Frustration from ruminating on my futility is cause for my tics. Memories invade my mind to recapitulate, seemingly in order to find additional meaning, however, I instead find faults in my logic in retrospect, too late to recover, make amends, or redeem myself. I’ve grown to stop trying, try to stop caring, care to forget. However, I fail when I forget to stop trying and then I care and remember. Mostly, the memory will arise (based on a trigger stimulus of varying media) once, I’ll process and briefly react angrily, then I’ll be back. Sometimes, though, a memory will be so ingrained in my body movements that every time I carry out that movement, the memory is relived and pain is experienced. I have post-traumatic-stress-disorder from living a life fully rife with stress from birth. I care not to divulge the details here at this moment. I have considered suicide for the past eleven years now. I’ve wanted and been denied therapy by neglectful parents. I sought it in the Institute; it helped temporarily, but what I know now is that my experiences and reality compared to hope mean that I will continue to struggle with this burden while most others are luckily bereft. I self-medicate, not purely to achieve an altered consciousness, but, one could argue that when ailments are ameliorated, one’s consciousness is indirectly affected positively. The medication is neuro-protective and my aim is neuro-regeneration. Some compounds have the ability to help the brain help itself. Those compounds are my bag, baby.

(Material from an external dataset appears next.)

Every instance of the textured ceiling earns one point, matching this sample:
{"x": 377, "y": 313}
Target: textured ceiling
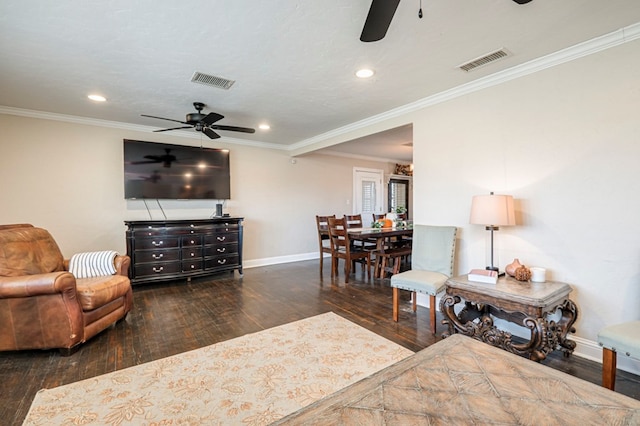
{"x": 293, "y": 61}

My mind seems to be on track with the cutting edge of scientific research because of the recurrence of coincidences between my unexpressed daydreams, imaginings, ponderings, and musings and the current scientific literature. I think, they create. It seems to be a pattern, albeit, of mere coincidences. Unless the Red Hot Chili Peppers are not just metaphorical when they play Californication and the lyrics say, “Psychic spies from China try to steal your mind’s elation…” These researchers are Chinese, too. I swear, my brain is very keen on trends. I was just thinking about the possibility of developing a device that converts the ubiquitous evaporation (essentially, anti-gravity) in conjunction with the natural, sustainable force called gravity. The device would rotate via conversion of gaseous ascension into mechanical force while gravity would further the rotation of the rotor to produce electricity from the electromotive force whereby a rotating magnetic field (permanent magnets attached to rotor) can induce an alternating electric current in a current carrying conductor (coils in stator). The next day, I read this in the news:
- Xi Chen, Davis Goodnight, Zhenghan Gao, Ahmet H. Cavusoglu, Nina Sabharwal, Michael DeLay, Adam Driks, Ozgur Sahin. Scaling up nanoscale water-driven energy conversion into evaporation-driven engines and generators. Nature Communications, 2015; 6: 7346 DOI: 10.1038/ncomms8346
They’re Chinese… and they’re psychic.